Un ex-voto commémorant cet événement est conservé au musée d’art religieux de Fourvière, témoignant de la gratitude des habitants envers l’abbé Pousset.
Les traboules de la Maison Brunet
La Maison Brunet abrite également deux traboules, ces passages typiquement lyonnais permettant de circuler d’un immeuble à l’autre en traversant les cours intérieures. Ces traboules relient la rue Rivet aux numéros 10 et 12 à la place Rouville aux numéros 5 et 6. Elles illustrent l’ingéniosité architecturale lyonnaise et l’importance de la communauté dans la vie quotidienne des habitants de la Croix-Rousse.

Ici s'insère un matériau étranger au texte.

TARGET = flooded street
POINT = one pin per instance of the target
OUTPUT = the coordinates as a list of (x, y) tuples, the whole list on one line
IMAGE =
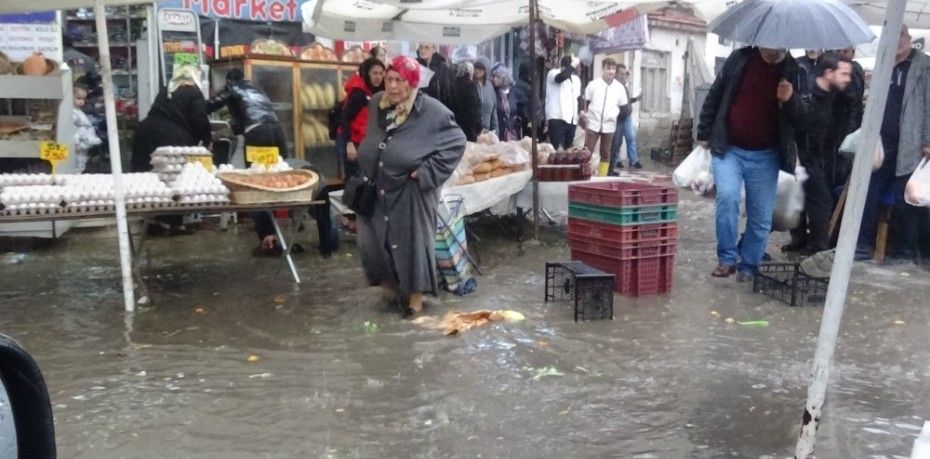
[(666, 378)]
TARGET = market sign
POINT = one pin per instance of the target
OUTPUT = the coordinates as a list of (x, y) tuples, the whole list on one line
[(250, 10), (628, 36), (24, 34)]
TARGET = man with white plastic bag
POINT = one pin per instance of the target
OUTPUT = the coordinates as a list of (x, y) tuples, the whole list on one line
[(748, 121), (832, 74), (905, 136)]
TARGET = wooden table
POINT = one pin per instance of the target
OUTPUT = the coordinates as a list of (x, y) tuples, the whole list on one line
[(147, 213)]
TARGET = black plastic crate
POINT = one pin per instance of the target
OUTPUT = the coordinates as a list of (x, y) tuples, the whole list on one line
[(785, 282), (590, 288)]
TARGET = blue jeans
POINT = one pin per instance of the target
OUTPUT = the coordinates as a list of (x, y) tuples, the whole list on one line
[(625, 130), (759, 171)]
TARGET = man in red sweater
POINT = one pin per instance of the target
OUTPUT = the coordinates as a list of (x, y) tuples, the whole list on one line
[(748, 122)]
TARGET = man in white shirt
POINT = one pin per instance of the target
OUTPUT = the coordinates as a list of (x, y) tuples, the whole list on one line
[(563, 88), (603, 99)]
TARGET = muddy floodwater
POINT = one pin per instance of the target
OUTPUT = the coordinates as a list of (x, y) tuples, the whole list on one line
[(232, 359)]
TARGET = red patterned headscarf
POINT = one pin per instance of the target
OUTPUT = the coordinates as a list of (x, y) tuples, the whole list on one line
[(408, 68)]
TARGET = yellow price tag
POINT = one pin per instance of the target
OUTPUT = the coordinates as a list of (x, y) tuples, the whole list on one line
[(266, 156), (207, 161), (53, 152)]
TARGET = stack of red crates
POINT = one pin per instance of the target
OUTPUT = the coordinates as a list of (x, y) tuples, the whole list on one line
[(627, 229)]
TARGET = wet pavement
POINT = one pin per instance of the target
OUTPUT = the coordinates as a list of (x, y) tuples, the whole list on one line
[(666, 378)]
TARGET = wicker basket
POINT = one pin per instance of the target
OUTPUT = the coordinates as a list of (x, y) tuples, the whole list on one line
[(245, 193)]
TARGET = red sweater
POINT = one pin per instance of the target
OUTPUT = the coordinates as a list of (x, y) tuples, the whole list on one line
[(753, 117)]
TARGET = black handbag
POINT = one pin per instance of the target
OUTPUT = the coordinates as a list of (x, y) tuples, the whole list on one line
[(361, 193)]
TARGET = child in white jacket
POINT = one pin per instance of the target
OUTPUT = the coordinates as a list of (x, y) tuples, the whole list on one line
[(85, 136)]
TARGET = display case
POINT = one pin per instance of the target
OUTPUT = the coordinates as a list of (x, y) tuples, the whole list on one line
[(42, 105), (303, 93)]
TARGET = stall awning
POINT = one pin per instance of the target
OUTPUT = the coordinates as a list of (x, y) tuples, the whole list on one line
[(472, 21)]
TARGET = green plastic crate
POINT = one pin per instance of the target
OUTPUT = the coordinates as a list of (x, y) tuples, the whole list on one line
[(623, 215)]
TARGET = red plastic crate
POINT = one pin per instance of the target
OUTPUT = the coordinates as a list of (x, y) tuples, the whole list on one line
[(622, 194), (636, 277), (622, 251), (623, 234)]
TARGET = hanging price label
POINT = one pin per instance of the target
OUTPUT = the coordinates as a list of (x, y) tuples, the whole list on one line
[(53, 152), (207, 161), (266, 156)]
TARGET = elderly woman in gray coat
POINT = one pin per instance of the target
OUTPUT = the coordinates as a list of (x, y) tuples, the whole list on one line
[(411, 147)]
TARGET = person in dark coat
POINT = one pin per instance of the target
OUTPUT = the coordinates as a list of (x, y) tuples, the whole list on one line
[(467, 103), (817, 152), (523, 92), (411, 148), (749, 122), (440, 87), (254, 118), (359, 89), (848, 108), (178, 117), (487, 94), (509, 118)]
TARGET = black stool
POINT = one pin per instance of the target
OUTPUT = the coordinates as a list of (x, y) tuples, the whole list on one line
[(591, 289)]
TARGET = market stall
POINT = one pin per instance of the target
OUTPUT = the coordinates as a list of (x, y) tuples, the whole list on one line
[(183, 182)]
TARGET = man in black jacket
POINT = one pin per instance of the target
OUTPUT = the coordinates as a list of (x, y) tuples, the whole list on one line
[(748, 122), (848, 109), (442, 86), (254, 117), (817, 152)]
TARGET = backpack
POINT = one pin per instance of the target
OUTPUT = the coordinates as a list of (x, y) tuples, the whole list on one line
[(334, 118)]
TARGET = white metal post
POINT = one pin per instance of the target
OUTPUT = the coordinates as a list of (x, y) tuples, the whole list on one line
[(849, 231), (116, 164)]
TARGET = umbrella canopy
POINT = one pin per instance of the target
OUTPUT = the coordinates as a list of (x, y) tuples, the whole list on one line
[(825, 24), (916, 13), (473, 21)]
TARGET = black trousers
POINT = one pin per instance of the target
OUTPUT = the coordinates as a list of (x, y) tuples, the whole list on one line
[(561, 134), (818, 207), (906, 218)]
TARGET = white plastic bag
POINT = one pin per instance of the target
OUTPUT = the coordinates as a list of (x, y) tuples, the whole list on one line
[(851, 144), (695, 171), (789, 203), (917, 190)]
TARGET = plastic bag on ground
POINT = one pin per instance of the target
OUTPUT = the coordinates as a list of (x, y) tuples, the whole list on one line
[(695, 171), (789, 203), (851, 144), (917, 190)]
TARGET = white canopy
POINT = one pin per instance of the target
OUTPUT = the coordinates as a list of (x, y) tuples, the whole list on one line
[(916, 13), (473, 21), (103, 42)]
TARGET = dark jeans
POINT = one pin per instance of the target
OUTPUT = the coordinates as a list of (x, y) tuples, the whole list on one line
[(818, 207), (906, 217), (561, 134)]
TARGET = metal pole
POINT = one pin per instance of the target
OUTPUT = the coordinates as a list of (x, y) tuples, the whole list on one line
[(849, 230), (534, 102), (116, 162)]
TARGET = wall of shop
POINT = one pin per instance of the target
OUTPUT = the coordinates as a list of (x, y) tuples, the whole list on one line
[(658, 76)]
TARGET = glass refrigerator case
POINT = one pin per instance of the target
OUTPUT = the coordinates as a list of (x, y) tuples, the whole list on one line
[(275, 77)]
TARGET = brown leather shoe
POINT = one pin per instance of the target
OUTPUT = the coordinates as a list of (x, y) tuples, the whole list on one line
[(723, 270)]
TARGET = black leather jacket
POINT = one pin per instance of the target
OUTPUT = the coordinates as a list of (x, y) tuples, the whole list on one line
[(791, 117), (247, 104)]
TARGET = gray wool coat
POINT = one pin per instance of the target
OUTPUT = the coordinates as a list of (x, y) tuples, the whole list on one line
[(915, 115), (396, 243)]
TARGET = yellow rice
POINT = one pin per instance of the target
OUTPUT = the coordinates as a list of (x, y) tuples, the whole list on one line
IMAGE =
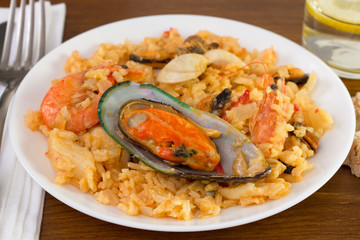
[(92, 161)]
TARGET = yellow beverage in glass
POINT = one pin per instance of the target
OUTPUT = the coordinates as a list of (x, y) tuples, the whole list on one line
[(331, 30)]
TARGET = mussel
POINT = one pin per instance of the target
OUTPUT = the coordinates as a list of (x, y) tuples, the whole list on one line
[(240, 159)]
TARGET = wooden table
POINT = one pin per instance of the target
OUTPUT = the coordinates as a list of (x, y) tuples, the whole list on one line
[(333, 212)]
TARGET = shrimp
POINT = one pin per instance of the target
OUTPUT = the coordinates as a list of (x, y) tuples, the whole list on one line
[(268, 127), (72, 103)]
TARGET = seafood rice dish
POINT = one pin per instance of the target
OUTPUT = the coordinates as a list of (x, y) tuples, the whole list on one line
[(171, 157)]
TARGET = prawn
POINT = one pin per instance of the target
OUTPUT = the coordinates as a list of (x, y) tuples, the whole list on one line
[(267, 127), (72, 106)]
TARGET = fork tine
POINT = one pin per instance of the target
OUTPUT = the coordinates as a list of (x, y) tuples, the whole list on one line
[(8, 36), (30, 38), (20, 36), (42, 30)]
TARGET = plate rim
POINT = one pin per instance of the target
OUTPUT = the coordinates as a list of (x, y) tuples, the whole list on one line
[(166, 228)]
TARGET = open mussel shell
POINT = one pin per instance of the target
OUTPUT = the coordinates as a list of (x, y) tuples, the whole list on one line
[(108, 111)]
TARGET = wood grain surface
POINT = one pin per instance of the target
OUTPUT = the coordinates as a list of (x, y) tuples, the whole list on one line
[(333, 212)]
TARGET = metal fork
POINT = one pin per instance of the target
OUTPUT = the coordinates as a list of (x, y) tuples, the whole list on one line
[(12, 74)]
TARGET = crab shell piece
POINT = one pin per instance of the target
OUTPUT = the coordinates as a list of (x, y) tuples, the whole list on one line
[(230, 143)]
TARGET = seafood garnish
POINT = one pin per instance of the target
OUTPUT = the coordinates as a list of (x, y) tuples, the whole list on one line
[(216, 104), (182, 68), (221, 57), (296, 75), (306, 136), (71, 104), (240, 160), (196, 44)]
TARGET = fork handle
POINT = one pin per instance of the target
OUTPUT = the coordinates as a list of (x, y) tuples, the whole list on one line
[(4, 105)]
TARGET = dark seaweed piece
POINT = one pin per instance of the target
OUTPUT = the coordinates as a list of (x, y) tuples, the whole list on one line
[(273, 86), (299, 81), (288, 169)]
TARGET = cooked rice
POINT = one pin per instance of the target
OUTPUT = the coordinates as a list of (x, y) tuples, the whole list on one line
[(93, 162)]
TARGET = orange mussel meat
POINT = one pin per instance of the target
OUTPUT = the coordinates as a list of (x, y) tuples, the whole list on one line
[(172, 137)]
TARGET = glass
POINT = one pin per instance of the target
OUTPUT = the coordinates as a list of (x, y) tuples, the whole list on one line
[(331, 30)]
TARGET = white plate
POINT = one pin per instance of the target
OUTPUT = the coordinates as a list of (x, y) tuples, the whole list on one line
[(330, 93)]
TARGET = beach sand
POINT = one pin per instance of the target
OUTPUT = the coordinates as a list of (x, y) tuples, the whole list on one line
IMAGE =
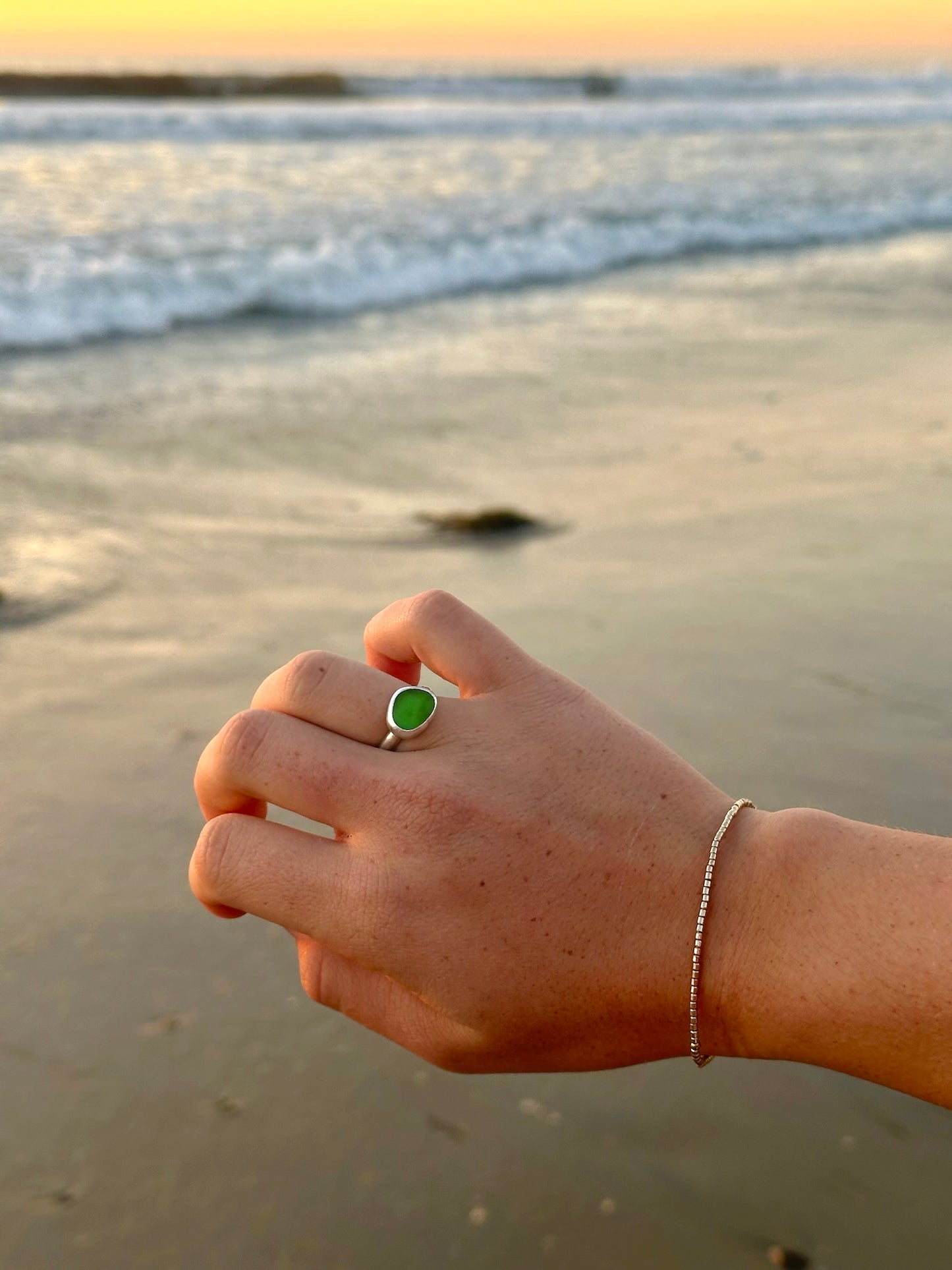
[(753, 467)]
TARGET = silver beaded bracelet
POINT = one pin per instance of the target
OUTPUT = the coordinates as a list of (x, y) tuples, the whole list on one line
[(704, 1060)]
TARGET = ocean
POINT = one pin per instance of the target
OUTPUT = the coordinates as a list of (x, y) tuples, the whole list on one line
[(700, 323), (131, 215)]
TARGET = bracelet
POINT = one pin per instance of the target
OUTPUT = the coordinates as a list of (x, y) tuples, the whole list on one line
[(704, 1060)]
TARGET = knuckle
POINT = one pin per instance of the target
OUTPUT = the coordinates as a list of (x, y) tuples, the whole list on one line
[(305, 674), (242, 741), (431, 606), (215, 851)]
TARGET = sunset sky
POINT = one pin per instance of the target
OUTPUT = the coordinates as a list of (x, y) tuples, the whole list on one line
[(322, 30)]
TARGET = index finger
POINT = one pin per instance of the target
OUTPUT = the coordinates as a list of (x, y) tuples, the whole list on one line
[(441, 631)]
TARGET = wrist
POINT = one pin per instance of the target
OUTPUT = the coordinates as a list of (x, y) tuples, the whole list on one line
[(829, 945), (777, 954)]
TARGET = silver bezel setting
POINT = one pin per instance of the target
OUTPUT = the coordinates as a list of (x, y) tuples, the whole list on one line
[(405, 733)]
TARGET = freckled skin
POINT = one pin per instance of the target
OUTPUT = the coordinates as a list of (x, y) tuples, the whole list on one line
[(516, 888)]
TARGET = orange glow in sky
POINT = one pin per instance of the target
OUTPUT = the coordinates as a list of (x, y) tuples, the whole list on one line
[(320, 30)]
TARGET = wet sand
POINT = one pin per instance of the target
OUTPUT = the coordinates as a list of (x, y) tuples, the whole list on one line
[(754, 467)]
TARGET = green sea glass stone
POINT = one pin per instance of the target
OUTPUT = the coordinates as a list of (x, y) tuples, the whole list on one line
[(412, 708)]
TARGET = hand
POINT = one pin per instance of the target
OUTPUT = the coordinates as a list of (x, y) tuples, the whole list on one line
[(513, 889)]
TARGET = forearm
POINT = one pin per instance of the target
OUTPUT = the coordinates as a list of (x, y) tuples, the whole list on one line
[(847, 958)]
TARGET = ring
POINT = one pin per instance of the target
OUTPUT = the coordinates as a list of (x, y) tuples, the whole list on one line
[(410, 710)]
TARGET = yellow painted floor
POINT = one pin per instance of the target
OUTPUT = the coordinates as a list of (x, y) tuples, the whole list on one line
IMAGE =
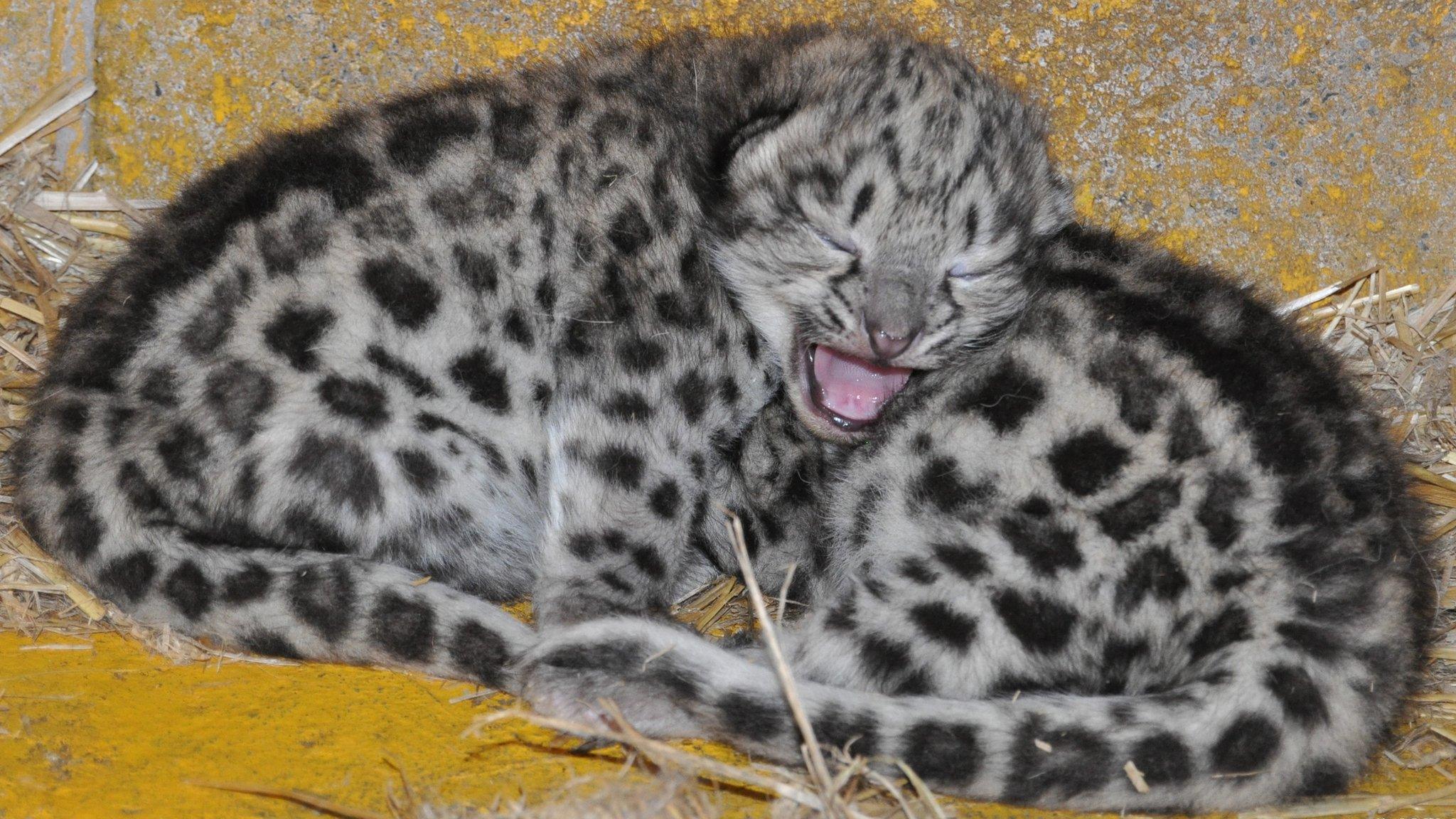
[(112, 730)]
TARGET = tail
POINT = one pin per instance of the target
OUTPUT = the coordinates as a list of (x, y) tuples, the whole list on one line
[(1270, 723), (267, 601)]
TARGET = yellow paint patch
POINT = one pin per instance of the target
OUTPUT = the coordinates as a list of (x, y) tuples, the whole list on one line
[(111, 730), (115, 732)]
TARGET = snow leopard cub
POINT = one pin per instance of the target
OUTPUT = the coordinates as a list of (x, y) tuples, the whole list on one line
[(1152, 551), (507, 334)]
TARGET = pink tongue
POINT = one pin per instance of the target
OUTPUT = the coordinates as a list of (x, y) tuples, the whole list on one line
[(852, 388)]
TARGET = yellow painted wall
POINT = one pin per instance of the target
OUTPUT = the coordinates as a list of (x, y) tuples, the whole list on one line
[(1296, 140)]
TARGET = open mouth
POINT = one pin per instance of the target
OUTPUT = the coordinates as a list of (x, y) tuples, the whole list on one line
[(847, 391)]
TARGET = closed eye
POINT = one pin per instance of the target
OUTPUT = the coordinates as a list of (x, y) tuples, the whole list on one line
[(840, 245), (965, 272)]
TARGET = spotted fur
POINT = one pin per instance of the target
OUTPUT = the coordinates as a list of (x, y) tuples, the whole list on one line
[(1155, 527), (508, 334)]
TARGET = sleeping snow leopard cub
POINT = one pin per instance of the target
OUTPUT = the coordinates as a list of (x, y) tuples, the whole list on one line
[(510, 331), (1155, 525)]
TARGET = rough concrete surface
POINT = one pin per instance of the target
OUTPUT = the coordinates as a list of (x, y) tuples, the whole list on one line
[(1288, 140)]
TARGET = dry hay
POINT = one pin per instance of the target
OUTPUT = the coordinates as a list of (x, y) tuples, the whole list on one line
[(57, 233)]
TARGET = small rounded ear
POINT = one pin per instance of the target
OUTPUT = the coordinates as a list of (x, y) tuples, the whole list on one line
[(761, 123), (1054, 210)]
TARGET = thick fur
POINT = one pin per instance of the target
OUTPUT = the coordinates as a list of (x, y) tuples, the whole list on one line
[(1154, 525), (510, 334)]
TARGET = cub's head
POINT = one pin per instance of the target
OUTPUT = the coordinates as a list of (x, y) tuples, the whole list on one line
[(880, 222)]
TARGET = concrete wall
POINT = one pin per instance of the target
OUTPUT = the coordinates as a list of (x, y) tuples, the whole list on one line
[(1289, 140), (44, 43)]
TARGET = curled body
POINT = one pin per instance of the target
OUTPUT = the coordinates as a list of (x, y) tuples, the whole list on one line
[(508, 334), (1154, 531)]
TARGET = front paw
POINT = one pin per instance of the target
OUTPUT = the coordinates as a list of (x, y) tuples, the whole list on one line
[(641, 666)]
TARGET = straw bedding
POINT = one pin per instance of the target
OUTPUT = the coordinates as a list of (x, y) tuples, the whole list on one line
[(57, 233)]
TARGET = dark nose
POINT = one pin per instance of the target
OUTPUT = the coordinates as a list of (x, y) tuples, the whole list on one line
[(887, 343)]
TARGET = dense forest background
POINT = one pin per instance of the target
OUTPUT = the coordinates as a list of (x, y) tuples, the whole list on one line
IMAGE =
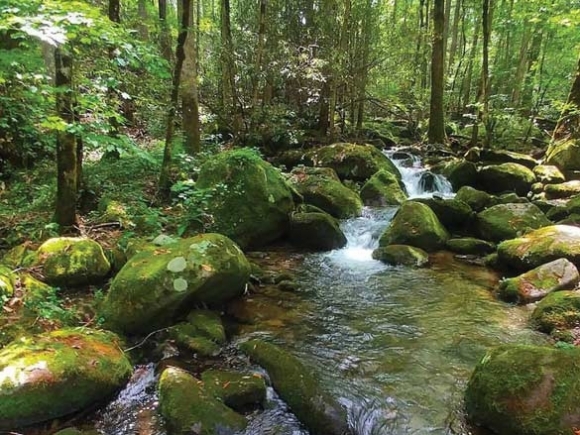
[(151, 89)]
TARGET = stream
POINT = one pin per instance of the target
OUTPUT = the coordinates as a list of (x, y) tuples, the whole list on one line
[(396, 345)]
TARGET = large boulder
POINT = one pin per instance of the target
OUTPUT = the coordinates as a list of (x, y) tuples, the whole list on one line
[(351, 161), (155, 287), (188, 407), (507, 221), (71, 261), (506, 177), (315, 231), (564, 154), (541, 246), (382, 189), (248, 198), (537, 283), (526, 390), (58, 373), (416, 225), (327, 192), (299, 388)]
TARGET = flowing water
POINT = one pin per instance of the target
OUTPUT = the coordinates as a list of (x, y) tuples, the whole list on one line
[(395, 345)]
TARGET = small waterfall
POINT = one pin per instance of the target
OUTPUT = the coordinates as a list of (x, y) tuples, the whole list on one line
[(420, 182)]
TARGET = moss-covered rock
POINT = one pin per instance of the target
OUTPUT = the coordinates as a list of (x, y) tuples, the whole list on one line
[(351, 161), (557, 311), (299, 388), (526, 390), (382, 189), (453, 213), (506, 177), (507, 221), (416, 225), (470, 246), (402, 255), (239, 391), (57, 373), (549, 174), (476, 199), (562, 190), (70, 262), (188, 407), (541, 246), (315, 231), (537, 283), (327, 193), (564, 154), (250, 199), (154, 288)]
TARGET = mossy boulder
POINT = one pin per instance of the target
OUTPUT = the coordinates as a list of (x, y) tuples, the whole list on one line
[(537, 283), (299, 388), (564, 154), (549, 174), (557, 311), (453, 213), (249, 198), (541, 246), (155, 287), (315, 231), (416, 225), (327, 193), (58, 373), (402, 255), (239, 391), (526, 390), (470, 246), (71, 262), (562, 190), (188, 407), (382, 189), (507, 221), (476, 199), (506, 177), (351, 161)]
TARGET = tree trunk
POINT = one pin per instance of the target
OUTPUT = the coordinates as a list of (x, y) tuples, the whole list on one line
[(165, 176), (66, 144), (436, 133)]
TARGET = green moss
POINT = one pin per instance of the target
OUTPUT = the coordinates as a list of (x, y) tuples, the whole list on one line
[(526, 390), (416, 225), (58, 373), (186, 404), (239, 391), (67, 261), (299, 388), (250, 199)]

La Maison Brunet aujourd’hui
Aujourd’hui, la Maison Brunet demeure un symbole de l’histoire ouvrière lyonnaise et de l’architecture singulière de la Croix-Rousse. Son apparence imposante et sa riche histoire attirent les visiteurs curieux de découvrir ce témoignage du passé industriel de Lyon. Bien que des rénovations aient été entreprises pour préserver l’édifice, la Maison Brunet conserve son charme d’antan et continue de fasciner par son architecture symbolique et son rôle historique.
La Maison Brunet est également un lieu de mémoire, rappelant les luttes des canuts pour de meilleures conditions de travail et leur contribution à l’histoire sociale de Lyon. Les visiteurs peuvent ainsi apprécier non seulement l’architecture unique de l’édifice, mais aussi son importance dans le patrimoine historique et culturel de la ville.